Hades considered for a long time, his round, bearded face immobile. Finally, almost imperceptibly, he nodded.

But, now that he had the go-ahead, Smythe didn't seem to know what to say. He pursed his lips and thought for several seconds, then: "Do you know who Phineas Gage is?"

"The guy in Around the World in Eighty Days?" I ventured.

"That was Phileas Fogg. Phineas Gage was a railway worker. In 1848, a tamping iron blew through his skull, leaving a hole nine centimeters in diameter."

"Not a pleasant way to go," I said.

"Indeed," said Smythe. "Except he didn't go. He lived for a dozen years afterwards."

I lifted my eyebrows, which were still catching a bit, damn it all. "With a hole like that in his head?"

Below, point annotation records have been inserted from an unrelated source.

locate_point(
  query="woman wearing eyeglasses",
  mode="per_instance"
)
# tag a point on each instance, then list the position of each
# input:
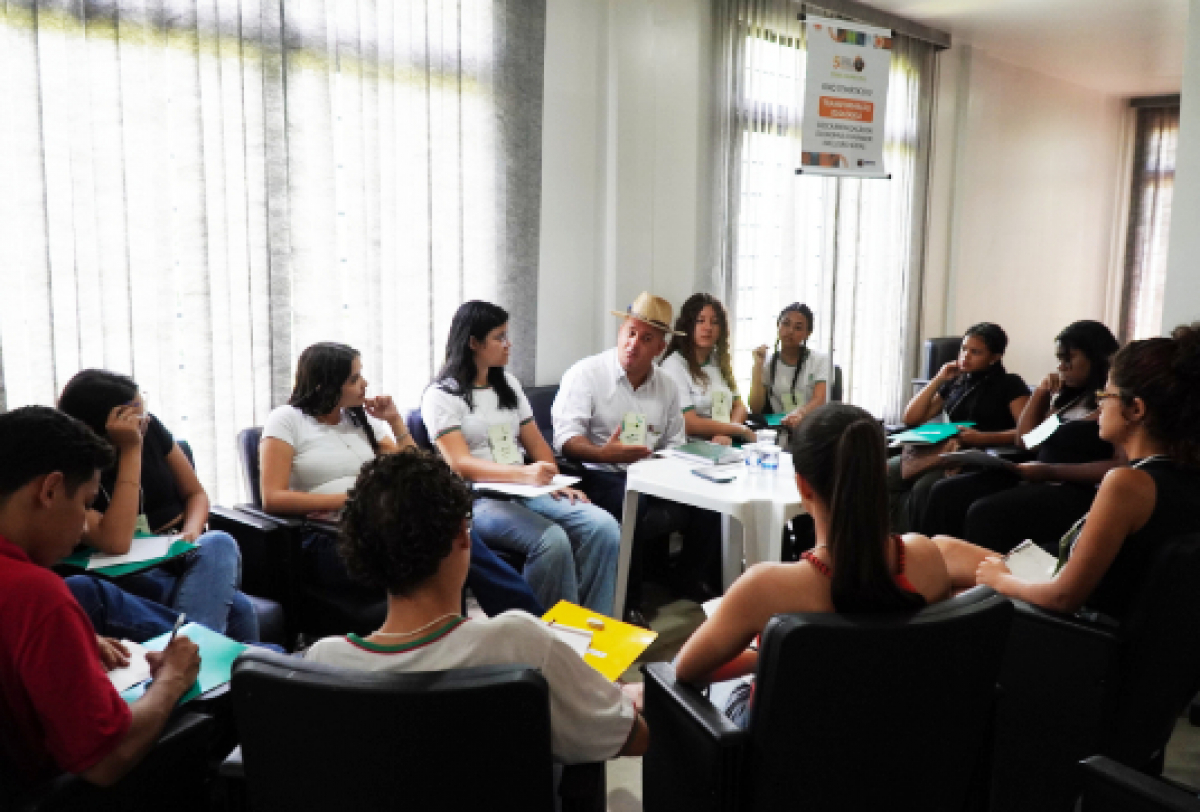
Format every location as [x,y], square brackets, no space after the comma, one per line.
[1150,410]
[1038,500]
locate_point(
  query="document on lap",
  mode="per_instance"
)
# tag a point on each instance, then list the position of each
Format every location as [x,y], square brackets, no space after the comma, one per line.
[528,491]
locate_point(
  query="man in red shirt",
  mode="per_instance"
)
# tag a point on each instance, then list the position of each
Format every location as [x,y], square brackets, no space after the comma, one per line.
[58,709]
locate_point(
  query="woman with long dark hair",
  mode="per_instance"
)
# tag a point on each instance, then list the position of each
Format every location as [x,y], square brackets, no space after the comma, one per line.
[988,507]
[856,566]
[1150,410]
[153,489]
[697,360]
[796,380]
[481,423]
[972,389]
[311,453]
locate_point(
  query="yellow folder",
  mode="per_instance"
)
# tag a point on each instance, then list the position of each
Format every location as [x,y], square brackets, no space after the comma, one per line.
[613,648]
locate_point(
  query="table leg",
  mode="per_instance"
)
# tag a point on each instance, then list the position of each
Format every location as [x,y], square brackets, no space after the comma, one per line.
[628,525]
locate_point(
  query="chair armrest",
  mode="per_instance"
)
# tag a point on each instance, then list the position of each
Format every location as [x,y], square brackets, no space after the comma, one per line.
[696,755]
[1110,786]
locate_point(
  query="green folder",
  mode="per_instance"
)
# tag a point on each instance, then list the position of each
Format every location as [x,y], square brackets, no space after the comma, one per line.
[82,553]
[929,433]
[217,654]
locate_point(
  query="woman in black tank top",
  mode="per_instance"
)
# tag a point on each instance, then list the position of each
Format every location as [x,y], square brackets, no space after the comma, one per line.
[1038,500]
[1150,410]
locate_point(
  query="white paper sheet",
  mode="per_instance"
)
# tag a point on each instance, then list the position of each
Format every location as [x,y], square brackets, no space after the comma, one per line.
[138,671]
[579,639]
[142,549]
[528,491]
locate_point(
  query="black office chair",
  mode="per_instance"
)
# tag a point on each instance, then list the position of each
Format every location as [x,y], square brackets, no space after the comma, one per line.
[319,738]
[1075,687]
[271,557]
[174,774]
[1113,787]
[271,621]
[850,713]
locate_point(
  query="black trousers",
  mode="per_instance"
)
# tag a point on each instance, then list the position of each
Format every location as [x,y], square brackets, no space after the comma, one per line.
[700,558]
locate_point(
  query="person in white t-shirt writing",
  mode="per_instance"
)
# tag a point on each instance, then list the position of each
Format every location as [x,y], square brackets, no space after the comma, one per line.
[616,408]
[311,453]
[795,382]
[697,360]
[407,530]
[481,422]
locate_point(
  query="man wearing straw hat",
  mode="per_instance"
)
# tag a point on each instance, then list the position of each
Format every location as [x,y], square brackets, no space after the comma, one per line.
[617,408]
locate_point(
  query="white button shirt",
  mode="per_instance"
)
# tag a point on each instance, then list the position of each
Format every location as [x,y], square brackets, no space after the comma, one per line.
[595,396]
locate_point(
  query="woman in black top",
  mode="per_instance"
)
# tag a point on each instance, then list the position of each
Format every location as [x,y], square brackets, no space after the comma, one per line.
[973,389]
[988,509]
[1150,410]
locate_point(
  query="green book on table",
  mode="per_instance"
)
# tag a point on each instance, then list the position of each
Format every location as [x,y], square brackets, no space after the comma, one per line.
[929,433]
[217,654]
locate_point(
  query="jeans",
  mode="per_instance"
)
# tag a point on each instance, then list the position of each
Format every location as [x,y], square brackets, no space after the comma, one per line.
[496,585]
[202,583]
[570,549]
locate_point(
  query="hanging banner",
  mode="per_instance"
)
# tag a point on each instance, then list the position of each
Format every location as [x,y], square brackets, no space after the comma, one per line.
[845,98]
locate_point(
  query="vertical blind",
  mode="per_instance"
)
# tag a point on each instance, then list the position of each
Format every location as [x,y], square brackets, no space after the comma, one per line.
[193,191]
[1157,136]
[850,248]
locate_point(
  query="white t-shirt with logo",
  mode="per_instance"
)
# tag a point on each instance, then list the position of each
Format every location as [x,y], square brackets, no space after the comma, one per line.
[589,717]
[816,368]
[693,394]
[444,413]
[327,457]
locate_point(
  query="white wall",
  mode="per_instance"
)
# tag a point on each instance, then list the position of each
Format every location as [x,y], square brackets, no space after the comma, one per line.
[625,142]
[1024,192]
[1181,299]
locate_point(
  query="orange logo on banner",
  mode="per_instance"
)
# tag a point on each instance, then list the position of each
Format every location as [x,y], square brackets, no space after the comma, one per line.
[846,108]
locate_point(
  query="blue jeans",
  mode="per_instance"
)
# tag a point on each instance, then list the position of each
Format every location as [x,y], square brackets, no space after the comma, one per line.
[202,583]
[570,549]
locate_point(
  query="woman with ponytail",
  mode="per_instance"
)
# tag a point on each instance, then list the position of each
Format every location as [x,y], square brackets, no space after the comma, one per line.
[855,567]
[1150,410]
[311,453]
[796,379]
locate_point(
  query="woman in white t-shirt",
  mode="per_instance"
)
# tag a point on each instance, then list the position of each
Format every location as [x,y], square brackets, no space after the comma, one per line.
[313,449]
[697,360]
[481,421]
[795,382]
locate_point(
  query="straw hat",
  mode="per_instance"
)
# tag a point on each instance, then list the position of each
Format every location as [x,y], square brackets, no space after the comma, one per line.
[653,310]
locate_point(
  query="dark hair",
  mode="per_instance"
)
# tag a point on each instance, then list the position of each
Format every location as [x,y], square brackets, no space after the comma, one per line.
[93,394]
[839,450]
[40,440]
[1098,344]
[685,344]
[322,370]
[991,335]
[1165,374]
[401,519]
[473,319]
[807,312]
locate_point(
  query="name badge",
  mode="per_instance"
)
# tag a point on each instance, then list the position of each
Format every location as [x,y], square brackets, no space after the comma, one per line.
[1039,434]
[792,402]
[504,447]
[723,406]
[633,428]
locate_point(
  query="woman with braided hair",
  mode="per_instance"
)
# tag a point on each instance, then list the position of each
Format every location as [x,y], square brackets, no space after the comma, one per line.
[1150,410]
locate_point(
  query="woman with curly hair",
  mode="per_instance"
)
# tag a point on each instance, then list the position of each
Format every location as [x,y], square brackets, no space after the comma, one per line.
[697,360]
[311,453]
[1150,410]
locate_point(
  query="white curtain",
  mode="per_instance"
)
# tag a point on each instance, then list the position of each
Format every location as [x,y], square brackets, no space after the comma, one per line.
[193,191]
[850,248]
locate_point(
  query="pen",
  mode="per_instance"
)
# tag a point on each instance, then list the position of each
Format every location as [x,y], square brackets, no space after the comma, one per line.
[179,621]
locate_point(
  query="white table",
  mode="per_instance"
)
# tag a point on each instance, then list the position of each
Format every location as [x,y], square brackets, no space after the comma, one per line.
[760,504]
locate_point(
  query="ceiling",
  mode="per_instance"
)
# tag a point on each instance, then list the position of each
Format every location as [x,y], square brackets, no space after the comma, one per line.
[1122,47]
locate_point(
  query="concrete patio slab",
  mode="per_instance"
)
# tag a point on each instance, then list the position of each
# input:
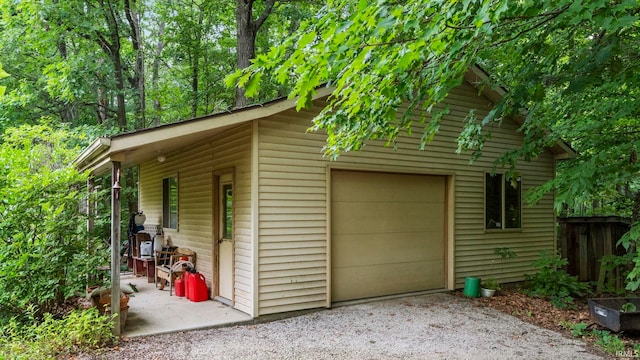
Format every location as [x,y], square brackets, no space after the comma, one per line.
[152,311]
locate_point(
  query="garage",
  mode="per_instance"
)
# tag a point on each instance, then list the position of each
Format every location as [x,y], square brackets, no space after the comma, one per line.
[387,234]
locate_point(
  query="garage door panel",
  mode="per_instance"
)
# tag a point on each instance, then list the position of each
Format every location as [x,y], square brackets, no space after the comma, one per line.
[382,249]
[387,234]
[358,185]
[356,283]
[376,217]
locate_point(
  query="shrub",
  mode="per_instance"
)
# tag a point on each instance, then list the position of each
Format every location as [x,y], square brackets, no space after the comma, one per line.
[553,282]
[78,330]
[43,237]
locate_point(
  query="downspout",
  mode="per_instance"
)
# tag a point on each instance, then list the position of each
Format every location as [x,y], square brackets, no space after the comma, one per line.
[115,246]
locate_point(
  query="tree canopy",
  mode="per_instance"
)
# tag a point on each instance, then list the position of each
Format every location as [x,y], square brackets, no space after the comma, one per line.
[570,68]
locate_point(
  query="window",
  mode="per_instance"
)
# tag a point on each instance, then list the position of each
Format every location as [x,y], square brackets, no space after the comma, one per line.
[502,202]
[170,202]
[227,211]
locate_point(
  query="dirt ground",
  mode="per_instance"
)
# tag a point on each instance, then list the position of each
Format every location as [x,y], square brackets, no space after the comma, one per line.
[542,313]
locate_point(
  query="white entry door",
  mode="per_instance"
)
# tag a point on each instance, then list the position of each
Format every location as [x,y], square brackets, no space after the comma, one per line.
[225,239]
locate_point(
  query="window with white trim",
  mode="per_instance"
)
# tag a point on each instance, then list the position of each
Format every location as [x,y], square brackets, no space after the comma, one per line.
[503,205]
[170,202]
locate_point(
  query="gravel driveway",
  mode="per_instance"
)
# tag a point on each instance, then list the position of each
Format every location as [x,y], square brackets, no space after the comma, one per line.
[435,326]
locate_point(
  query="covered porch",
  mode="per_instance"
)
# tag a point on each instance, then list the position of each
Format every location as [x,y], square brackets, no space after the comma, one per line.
[153,311]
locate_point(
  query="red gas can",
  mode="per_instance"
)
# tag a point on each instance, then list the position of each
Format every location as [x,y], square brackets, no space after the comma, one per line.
[179,284]
[188,280]
[197,288]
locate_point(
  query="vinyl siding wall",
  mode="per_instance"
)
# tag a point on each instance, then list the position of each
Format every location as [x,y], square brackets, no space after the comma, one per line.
[293,186]
[195,166]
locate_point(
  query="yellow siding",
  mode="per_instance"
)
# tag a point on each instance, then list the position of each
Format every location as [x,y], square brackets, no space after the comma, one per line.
[195,166]
[293,187]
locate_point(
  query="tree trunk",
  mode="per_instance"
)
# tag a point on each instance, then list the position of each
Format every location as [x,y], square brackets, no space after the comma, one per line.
[157,105]
[137,81]
[246,30]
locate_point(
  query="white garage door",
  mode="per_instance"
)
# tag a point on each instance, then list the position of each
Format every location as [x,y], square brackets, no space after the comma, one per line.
[387,234]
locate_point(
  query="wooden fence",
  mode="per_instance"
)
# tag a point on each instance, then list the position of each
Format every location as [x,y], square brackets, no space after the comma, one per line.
[585,240]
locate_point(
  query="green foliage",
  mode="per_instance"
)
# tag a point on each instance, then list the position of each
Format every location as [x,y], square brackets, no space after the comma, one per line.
[3,74]
[51,338]
[553,282]
[611,343]
[43,238]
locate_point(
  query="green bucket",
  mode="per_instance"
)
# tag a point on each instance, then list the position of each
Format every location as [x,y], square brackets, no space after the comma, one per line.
[471,287]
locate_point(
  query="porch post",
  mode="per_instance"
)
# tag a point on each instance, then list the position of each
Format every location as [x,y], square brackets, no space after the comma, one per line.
[115,245]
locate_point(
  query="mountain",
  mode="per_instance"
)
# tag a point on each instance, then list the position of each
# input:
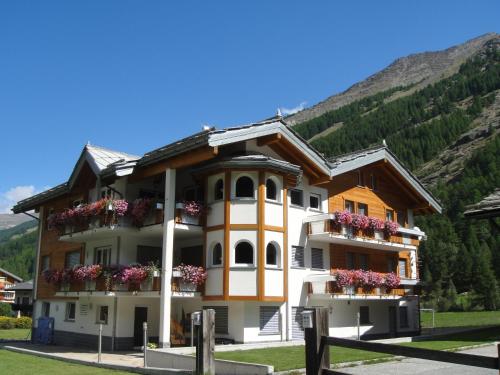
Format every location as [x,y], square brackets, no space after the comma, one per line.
[11,220]
[439,112]
[419,69]
[18,248]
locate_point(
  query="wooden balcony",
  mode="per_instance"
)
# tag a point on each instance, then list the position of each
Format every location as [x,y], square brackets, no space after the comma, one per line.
[324,229]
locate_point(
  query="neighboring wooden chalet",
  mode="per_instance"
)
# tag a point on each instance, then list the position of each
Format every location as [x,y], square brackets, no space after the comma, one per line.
[274,226]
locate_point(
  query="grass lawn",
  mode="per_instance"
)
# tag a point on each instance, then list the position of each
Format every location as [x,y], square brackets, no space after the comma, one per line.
[24,364]
[15,333]
[461,319]
[288,358]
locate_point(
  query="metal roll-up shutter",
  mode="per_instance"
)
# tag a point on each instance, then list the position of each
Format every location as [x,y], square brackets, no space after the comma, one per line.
[297,330]
[317,259]
[270,320]
[221,318]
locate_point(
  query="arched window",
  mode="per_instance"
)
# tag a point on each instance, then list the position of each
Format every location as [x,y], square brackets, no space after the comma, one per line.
[271,190]
[244,187]
[219,190]
[217,255]
[243,253]
[272,255]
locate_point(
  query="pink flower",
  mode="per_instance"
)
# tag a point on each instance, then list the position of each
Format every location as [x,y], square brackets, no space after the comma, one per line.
[391,227]
[359,222]
[392,281]
[192,274]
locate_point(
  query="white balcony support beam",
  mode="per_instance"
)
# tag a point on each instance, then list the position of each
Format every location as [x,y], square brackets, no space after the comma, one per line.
[167,258]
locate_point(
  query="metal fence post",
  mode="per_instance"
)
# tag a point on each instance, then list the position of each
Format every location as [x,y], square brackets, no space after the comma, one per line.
[358,323]
[315,323]
[99,344]
[145,341]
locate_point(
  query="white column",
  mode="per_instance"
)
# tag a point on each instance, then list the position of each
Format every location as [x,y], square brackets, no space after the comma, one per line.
[167,257]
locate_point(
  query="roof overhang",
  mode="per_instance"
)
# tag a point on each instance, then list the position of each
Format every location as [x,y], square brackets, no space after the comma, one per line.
[383,154]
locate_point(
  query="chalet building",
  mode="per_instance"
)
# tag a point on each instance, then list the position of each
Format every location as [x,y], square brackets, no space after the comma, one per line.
[274,225]
[8,280]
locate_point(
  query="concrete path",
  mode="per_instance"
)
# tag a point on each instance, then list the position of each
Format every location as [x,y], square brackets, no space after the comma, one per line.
[411,366]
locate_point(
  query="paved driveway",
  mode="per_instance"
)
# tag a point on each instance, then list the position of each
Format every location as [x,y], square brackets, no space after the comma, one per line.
[410,366]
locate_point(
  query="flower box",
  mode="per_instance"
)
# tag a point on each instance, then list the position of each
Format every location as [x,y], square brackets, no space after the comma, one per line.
[187,287]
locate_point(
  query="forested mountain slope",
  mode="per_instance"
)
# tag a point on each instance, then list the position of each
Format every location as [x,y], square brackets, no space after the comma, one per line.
[448,133]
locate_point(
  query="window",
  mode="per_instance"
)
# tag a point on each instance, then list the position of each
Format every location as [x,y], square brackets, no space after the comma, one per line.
[70,311]
[403,316]
[389,215]
[360,178]
[349,261]
[364,315]
[400,215]
[317,258]
[402,268]
[271,190]
[244,187]
[272,255]
[269,320]
[349,206]
[363,262]
[243,253]
[72,258]
[297,197]
[221,320]
[102,314]
[363,209]
[298,256]
[219,190]
[315,201]
[102,255]
[391,265]
[46,309]
[45,262]
[217,255]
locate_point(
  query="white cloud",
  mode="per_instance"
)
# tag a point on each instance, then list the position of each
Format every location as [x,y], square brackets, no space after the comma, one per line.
[14,195]
[291,111]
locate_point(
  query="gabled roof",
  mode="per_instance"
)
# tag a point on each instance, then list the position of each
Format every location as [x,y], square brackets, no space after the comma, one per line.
[489,207]
[348,162]
[5,272]
[27,285]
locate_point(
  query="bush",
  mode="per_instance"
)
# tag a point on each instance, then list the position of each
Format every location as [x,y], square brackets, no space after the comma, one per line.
[23,322]
[5,309]
[6,323]
[9,323]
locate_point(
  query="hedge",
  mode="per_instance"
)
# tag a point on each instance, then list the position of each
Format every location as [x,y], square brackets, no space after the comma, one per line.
[9,323]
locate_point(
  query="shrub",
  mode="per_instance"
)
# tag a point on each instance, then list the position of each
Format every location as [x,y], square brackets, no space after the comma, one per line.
[5,309]
[6,323]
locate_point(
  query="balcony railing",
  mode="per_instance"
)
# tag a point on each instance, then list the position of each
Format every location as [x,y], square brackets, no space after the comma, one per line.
[155,215]
[324,227]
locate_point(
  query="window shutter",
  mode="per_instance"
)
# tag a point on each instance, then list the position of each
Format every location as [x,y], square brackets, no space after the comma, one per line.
[270,320]
[317,258]
[297,256]
[221,318]
[72,259]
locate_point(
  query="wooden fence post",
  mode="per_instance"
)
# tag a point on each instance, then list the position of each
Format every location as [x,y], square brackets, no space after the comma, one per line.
[317,355]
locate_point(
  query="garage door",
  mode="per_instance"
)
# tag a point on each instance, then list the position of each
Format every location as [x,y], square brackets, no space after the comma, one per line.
[297,330]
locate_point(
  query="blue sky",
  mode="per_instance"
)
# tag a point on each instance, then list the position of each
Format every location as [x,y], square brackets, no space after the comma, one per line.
[135,75]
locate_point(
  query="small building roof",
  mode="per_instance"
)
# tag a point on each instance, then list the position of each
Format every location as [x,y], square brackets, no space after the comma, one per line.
[489,207]
[15,277]
[27,285]
[347,162]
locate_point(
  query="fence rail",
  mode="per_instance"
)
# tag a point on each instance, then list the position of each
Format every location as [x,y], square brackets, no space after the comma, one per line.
[318,342]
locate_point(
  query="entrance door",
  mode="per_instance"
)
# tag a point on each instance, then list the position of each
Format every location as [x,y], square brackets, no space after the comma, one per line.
[392,321]
[140,316]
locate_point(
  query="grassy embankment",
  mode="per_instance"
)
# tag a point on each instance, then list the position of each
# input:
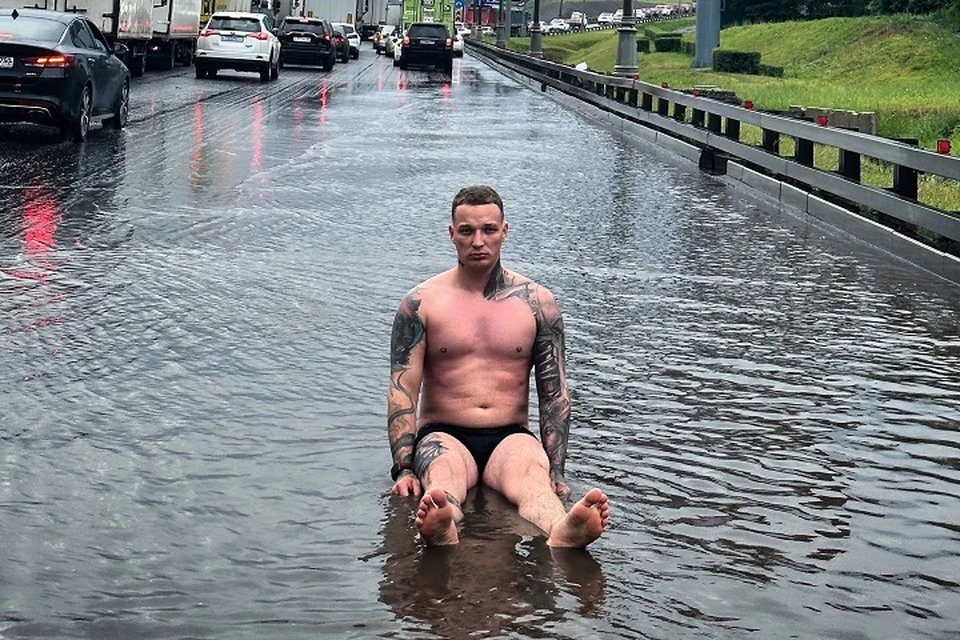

"Yes," said Smythe. "Of course, his personality changed — which taught us a lot about how personality was created in the brain. Indeed, much of what we know about how the brain works is based on cases like Phineas Gage — outrageous, freak accidents. Most of them are one-of-a-kind cases, too: there's only one Phineas Gage, and there could be any number of reasons why what happened to him is not typical of what would happen to most people with that kind of brain damage. But we rely on his case, because we can't ethically duplicate the circumstances. Or we couldn't, until now."

I was mortified. "So you're deliberately damaging the brains of versions of me just to see what happens?"

Smythe shrugged as though it were a small matter. "Exactly. I'm hoping to turn consciousness studies into an experimental science, not some hit-and-miss game of chance. Consciousness is everything: it's what gives the universe shape and meaning. We owe it to ourselves to study it — to really, finally, at last find out what it is, and why it is like something to be conscious."

My voice was thin. "That's monstrous."